Know Your Limitations. ~ Clothes that come into most thrift stores end up there for three reasons: a) They no longer fit the owner; b) They’re “out of style”; c) They’re defective. The first two should barely register as blips on your shopping radar. Your body is unique, so the clothing may fit you; and fashion is cyclical. What is “in style” now is irrelevant (except don’t buy those bell bottoms there; they will always be out of style). C however is important; vital even. 1) Never buy stained merchandise. That item has been laundered, probably multiple times since it was stained. You are not getting that out. 2) Don’t buy merchandise that needs extensive alterations. If you suck with a needle and thread and yarn, don’t buy the jeans that need hemmed, the blouse that needs a hole the size of your thumb sewn up in the front hem, or the sweater with a gaping hole in the breast area. Be realistic; if you have never taken an article of clothing to a tailor previously, you probably aren’t going to take that $4 shirt or pair of pants.

Try Everything On. ~ This should be a no-brainer. But, once upon a time when I was still young and impatient (and deluded into believing I was two sizes smaller than I am), I was as

guilty of this as any of you. Clothes vary in size from manufacturer to manufacturer. Also clothing that has been worn and laundered dozens of times stretches and warps. You may think you know your size. Trust me, you don’t when it comes to thrift store shopping.

Compare. ~ I’m not talking about prices. It’s negligible at a thrift store really. I’m talking holding each item up to the other items you’re buying to see if they work together. Know what’s in your closet at home and mentally picture if the item you’re buying will go with your existing wardrobe. Actually it’s no shame to take an item or two into the thrift store and compare them to what you’re getting. I do it all the time. Take all your combinations into the fitting room and mix and match to see what is interchangeable and what isn’t. It’s better than getting a surprise when you get home.

Add Quality. ~ Sometimes you just have to break down and spend the money to buy a few good, quality items for your wardrobe. a) Jeans: I never buy jeans at a thrift store unless I need something to paint the house in or work on the car in. b) Jewelery: you can find nice jewelery at thrift stores, but it is the rarity rather than the norm. c) Underwear: um, just gross.

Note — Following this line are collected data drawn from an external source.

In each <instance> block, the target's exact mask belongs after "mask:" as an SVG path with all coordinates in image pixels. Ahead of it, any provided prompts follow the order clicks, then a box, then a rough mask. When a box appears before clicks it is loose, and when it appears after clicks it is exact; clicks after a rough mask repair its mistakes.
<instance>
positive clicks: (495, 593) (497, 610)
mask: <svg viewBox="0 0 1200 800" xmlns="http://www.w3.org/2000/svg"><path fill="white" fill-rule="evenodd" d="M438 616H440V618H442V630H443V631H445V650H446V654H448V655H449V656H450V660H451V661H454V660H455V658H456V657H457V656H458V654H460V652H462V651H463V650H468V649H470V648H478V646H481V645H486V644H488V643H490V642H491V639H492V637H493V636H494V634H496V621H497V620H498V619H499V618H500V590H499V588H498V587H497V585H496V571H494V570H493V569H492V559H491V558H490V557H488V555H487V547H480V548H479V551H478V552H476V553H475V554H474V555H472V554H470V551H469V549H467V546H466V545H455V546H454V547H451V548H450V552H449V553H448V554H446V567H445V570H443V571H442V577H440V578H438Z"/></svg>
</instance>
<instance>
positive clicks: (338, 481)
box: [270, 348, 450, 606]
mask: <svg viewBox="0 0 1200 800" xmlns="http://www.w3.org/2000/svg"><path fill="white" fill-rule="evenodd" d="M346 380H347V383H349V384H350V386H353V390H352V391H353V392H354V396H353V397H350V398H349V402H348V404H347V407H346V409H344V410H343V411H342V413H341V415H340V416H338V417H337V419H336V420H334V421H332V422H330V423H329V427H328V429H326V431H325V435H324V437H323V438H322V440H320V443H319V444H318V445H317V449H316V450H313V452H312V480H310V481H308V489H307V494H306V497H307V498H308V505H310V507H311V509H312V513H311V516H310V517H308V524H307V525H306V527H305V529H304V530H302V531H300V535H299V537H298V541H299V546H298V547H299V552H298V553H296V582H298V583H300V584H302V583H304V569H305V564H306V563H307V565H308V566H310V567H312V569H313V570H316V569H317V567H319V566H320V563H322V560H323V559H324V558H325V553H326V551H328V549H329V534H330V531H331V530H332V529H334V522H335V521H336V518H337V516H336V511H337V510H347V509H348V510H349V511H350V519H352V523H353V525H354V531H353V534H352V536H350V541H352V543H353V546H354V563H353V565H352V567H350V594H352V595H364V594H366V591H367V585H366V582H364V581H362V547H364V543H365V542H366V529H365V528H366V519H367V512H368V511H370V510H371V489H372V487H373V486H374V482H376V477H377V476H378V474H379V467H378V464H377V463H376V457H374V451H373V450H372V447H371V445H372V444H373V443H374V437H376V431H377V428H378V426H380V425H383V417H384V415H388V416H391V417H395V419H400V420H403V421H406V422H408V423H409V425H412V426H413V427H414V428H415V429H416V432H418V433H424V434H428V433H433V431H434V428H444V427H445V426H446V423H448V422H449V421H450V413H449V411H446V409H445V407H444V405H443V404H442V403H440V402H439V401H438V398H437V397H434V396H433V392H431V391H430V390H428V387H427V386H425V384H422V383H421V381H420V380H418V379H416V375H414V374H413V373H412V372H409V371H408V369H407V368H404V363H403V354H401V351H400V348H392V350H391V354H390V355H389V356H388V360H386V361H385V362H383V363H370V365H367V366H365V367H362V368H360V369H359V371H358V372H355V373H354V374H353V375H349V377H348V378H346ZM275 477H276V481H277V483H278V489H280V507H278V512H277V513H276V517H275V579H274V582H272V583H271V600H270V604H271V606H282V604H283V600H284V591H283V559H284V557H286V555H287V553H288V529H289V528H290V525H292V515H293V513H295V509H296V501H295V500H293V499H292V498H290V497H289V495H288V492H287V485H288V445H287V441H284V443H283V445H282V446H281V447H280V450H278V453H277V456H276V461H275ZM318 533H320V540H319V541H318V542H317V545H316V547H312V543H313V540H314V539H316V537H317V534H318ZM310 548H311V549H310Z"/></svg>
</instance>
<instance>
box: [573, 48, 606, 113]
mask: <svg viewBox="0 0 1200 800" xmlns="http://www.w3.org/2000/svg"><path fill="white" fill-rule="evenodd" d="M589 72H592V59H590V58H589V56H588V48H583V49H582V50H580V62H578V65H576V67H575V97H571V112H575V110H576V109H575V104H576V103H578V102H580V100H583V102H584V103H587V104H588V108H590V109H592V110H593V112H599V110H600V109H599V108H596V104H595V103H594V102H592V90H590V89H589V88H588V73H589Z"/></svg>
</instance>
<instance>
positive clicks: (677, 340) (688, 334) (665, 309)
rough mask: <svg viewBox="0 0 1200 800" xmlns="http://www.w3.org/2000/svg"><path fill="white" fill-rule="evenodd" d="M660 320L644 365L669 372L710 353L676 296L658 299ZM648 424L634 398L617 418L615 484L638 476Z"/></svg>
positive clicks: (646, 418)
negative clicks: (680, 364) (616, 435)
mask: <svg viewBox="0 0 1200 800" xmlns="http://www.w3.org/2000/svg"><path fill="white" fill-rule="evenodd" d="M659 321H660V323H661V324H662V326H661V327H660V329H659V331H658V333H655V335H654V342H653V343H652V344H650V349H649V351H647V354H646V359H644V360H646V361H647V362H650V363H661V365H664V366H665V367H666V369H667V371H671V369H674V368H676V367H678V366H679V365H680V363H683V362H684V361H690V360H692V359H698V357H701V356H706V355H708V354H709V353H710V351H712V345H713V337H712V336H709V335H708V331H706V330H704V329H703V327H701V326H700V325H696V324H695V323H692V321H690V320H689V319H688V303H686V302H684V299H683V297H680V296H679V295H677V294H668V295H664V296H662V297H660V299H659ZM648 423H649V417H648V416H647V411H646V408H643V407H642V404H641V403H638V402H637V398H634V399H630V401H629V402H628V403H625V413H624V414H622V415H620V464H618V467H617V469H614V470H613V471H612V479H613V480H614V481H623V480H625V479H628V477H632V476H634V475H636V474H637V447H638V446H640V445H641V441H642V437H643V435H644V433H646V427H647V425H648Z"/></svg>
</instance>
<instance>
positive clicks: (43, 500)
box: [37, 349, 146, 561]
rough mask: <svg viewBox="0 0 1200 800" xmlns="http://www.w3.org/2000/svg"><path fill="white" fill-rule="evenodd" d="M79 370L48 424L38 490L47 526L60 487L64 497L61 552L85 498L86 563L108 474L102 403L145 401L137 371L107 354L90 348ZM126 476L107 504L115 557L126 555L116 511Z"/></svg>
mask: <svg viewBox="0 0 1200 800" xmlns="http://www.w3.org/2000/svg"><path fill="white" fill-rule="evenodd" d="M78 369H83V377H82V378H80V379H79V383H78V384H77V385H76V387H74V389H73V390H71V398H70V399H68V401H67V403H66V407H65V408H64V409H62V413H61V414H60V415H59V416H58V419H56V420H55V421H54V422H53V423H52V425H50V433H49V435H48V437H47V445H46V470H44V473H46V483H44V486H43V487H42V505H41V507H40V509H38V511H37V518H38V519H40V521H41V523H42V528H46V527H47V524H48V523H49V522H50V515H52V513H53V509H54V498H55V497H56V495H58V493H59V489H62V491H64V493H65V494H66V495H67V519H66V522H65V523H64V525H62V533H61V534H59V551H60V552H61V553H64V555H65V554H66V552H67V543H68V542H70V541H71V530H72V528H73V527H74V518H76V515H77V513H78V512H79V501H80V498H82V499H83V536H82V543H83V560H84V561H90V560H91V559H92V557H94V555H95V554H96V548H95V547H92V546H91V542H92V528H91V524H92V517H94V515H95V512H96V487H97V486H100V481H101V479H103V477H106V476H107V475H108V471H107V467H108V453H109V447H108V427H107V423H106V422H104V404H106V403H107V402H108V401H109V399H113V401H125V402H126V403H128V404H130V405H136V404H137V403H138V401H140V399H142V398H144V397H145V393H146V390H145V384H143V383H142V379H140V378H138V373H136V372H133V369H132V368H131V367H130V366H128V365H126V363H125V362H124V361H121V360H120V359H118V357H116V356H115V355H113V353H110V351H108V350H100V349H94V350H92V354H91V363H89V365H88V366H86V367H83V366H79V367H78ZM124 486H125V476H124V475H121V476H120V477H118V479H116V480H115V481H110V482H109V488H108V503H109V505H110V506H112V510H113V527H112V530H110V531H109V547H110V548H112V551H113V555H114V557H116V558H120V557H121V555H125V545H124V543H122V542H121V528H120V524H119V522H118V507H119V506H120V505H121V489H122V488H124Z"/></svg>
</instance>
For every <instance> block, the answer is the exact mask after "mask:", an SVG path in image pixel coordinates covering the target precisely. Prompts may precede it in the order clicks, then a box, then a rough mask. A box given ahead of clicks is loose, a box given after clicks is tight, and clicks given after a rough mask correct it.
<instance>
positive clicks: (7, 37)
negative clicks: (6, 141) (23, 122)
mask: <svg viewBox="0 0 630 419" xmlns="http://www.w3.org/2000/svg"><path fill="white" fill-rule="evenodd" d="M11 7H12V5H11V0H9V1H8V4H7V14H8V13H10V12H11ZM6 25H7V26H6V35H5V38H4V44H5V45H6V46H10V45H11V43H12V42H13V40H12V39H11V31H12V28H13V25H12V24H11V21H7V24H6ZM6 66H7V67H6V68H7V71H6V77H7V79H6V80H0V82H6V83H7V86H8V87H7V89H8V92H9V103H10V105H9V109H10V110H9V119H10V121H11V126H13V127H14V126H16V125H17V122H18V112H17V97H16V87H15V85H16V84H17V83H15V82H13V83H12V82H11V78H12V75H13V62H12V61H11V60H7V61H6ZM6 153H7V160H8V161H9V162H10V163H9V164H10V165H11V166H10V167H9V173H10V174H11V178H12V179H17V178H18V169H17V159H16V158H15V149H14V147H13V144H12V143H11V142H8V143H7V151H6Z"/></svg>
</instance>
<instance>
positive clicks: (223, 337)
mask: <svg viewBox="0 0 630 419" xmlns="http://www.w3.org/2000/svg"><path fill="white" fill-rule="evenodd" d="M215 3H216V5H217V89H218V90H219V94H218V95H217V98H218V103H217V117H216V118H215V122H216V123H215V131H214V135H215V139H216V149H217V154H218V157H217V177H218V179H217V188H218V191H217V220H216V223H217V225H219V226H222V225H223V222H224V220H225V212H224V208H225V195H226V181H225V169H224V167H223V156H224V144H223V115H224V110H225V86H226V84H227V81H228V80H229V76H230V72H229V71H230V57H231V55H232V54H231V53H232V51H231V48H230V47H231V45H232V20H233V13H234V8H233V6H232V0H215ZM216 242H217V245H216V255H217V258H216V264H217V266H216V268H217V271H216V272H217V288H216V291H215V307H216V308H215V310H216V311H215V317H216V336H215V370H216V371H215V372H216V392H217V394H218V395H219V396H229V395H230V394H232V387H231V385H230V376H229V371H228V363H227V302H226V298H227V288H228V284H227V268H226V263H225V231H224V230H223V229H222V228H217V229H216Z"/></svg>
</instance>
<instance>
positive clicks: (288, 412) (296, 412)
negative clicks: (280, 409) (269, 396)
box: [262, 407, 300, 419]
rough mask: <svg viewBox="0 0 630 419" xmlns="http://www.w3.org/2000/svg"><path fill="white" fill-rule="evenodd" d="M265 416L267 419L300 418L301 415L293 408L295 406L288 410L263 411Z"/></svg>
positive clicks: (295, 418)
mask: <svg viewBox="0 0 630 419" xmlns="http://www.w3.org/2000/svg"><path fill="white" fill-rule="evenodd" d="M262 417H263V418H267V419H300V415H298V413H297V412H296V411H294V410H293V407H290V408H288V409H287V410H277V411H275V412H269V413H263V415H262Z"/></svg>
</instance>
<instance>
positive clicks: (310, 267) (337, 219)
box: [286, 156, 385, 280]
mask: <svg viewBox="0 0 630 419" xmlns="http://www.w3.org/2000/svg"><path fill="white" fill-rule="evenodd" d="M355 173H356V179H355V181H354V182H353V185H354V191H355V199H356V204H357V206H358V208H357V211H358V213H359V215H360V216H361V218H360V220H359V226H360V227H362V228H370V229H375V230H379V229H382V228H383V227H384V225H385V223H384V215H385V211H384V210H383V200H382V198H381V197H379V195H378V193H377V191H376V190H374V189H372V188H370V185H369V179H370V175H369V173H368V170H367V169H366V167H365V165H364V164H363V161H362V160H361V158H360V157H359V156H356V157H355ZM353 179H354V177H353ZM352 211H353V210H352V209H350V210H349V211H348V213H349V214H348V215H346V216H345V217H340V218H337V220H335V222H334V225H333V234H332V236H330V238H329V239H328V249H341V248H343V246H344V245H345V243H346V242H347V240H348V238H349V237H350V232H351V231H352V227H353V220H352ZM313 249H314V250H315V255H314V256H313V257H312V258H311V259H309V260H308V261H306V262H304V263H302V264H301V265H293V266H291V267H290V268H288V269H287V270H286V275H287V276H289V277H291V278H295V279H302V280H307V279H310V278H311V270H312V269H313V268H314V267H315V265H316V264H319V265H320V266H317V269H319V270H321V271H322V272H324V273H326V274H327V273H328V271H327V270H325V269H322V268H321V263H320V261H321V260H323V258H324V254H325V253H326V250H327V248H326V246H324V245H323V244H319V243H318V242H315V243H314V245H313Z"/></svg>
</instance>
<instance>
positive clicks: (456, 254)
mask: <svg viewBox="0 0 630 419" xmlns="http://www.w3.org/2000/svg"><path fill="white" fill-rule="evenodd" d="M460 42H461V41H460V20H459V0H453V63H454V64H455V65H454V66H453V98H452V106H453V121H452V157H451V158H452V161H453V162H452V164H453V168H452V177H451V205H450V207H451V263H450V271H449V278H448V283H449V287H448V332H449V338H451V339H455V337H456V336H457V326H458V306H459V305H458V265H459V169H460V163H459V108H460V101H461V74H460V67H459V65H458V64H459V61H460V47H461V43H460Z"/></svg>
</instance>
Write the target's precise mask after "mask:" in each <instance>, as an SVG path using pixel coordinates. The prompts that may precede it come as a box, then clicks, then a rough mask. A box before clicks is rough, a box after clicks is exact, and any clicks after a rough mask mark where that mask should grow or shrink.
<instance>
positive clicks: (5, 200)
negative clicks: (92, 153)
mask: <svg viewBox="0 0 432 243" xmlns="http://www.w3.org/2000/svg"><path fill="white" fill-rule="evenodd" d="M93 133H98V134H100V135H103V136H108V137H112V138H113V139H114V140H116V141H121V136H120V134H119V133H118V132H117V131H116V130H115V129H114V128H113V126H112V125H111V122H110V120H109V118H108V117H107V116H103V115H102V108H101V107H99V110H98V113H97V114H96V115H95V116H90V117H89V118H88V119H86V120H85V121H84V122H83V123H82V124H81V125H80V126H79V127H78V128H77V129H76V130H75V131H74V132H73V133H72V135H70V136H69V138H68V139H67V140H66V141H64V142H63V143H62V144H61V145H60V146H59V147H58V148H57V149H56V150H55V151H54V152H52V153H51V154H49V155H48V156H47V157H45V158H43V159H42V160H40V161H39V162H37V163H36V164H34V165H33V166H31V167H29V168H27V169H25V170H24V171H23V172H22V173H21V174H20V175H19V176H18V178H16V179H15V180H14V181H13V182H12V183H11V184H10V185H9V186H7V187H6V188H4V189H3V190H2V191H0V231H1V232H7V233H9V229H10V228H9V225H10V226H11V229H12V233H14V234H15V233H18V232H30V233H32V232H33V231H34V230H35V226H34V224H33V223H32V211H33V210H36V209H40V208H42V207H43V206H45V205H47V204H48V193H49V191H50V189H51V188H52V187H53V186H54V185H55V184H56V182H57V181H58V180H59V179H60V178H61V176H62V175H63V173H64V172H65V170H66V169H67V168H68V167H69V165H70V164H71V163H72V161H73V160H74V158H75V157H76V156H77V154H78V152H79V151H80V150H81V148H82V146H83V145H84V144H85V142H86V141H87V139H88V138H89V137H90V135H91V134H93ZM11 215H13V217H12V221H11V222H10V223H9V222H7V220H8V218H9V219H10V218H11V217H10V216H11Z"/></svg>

You might be able to get nice, quality bras or something at a thrift store. But make sure they have all their original tags.

Know When to Say ‘No’. ~ If everything about an item doesn’t meet the above criteria, no matter how badly I want it/need retail therapy/need an item to fill a spot for something, I. Don’t. Buy. It.

I’m not a fashion expert. I’m not a shopping expert. I do make fashion blunders from time to time. (More often than I’d like to admit actually.) But more often than not, I am complimented on my clothes. People freak out when they find out 75% of my wardrobe comes from thrift stores. I hear “Oh, I never find anything like that at [insert name of thrift store here] when I go!” This is my answer to how everybody can find the cool things I do.

You know what, disregard. I don’t want everyone looking as superstar as I do!!